Breitling will gerade den Jungen mit einer Visitenkarte hineinschicken, als von der anderen Seite her (es gibt zwei Aufgänge) Stefanie Landowski kommt, sehr eiligen Schrittes, den Sehleier nach ihrer Gewohnheit halb hochgeschlagen, das Taschentuch in der einen Hand, den Schirm am Gelenk der anderen Hand, eine große Ledertasche an zwei Fingern schlenkernd.
„Da sind Sie schon“, sagt sie freundlich und sieht ihn prüfend an. Er hat die Haarfarbe, die sie liebt. Kornblond mit Asche vermischt. Schade, daß es lockig ist. Schafslocken eigentlich, wenn man sie wuchern läßt, wie sie wachsen wollen. Jetzt mühsam gebändigt und durch einen kleinen Scheitel in zwei ungleiche Teile geteilt.
Sie hat wohl schon ein bißchen lange geguckt — Stirn, Ohren und Nacken muß man beim Mann zuerst ansehen, obwohl manchen Frauen die Nase bedeutungsvoller zu sein scheint — denn es ist still geworden, und man hört nur wieder die Stimmen aus Leos Büro. Der Junge sieht die Frau vom Chef erwartungsvoll an. Stefanie stellt also die Prüfung mit dem vorläufigen Ergebnis „befriedigend“ ein und geht auf die Tür zu. „Es ist eine Sitzung von Mitgliedern des Fünferklubs“, sagt sie, klopft, klinkt vorsichtig, tritt ein und winkt Breitling, mitzukommen.
Stefanie ist enttäuscht, denn es sind nur Windschütz und Clara Höger, und sie hatte gehofft, daß vielleicht auch Christiane da sei. Aber natürlich ist sie auch kein Mitglied des Fünferklubs. Satzungsgemäß muß Clara das einzige weibliche Mitglied bleiben. Stefanie macht die Herrschaften miteinander bekannt, etwas schüchtern, weil sie auch unter der Frauenkrankheit des Nichtvorstellenkönnens leidet, und man rettet sich in ein neutrales Gespräch.
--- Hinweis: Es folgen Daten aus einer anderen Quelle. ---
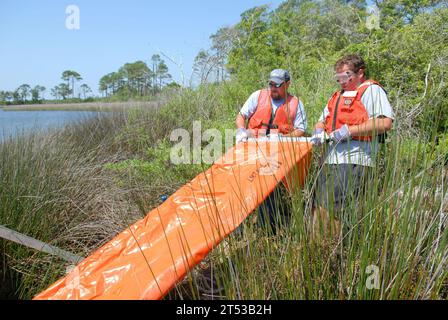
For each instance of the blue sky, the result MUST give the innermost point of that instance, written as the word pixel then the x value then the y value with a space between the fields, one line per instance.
pixel 36 46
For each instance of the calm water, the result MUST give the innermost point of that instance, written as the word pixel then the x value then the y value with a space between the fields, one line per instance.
pixel 13 122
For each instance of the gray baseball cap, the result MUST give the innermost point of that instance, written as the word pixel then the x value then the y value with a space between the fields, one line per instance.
pixel 279 75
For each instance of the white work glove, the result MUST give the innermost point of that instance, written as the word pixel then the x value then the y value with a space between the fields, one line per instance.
pixel 241 135
pixel 319 136
pixel 341 134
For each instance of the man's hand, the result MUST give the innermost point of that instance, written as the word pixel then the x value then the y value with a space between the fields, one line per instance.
pixel 318 137
pixel 241 135
pixel 341 134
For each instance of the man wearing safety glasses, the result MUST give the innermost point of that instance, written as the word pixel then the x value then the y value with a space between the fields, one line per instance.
pixel 272 111
pixel 350 126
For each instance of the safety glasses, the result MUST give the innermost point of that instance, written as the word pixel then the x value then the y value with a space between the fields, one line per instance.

Breitling wird verlegen. Die Höger betrachtet ihn gründlich und genau wie ein Ausstellungsobjekt, und er meint der Prüfung nicht standhalten zu können. Windschütz hat die Hände in die Hosentaschen gesteckt und sieht verdrießlich vor sich hin, während seine Finger in der Tasche Klavier spielen. Obwohl er seit einem Jahre sich von Clara getrennt hat, ist er immer noch von einer närrischen Eifersucht. Dieser Teufelmann, denkt er aufgeregt, ausgerechnet Teufelmann. Aber er würde bei jedem anderen das gleiche denken, gegen jeden anderen ebenso wüten und es kurzum für das beste halten, wenn Clara ihr Leben nunmehr unterm Glassturz in seinem Erinnerungsschrank verbrächte.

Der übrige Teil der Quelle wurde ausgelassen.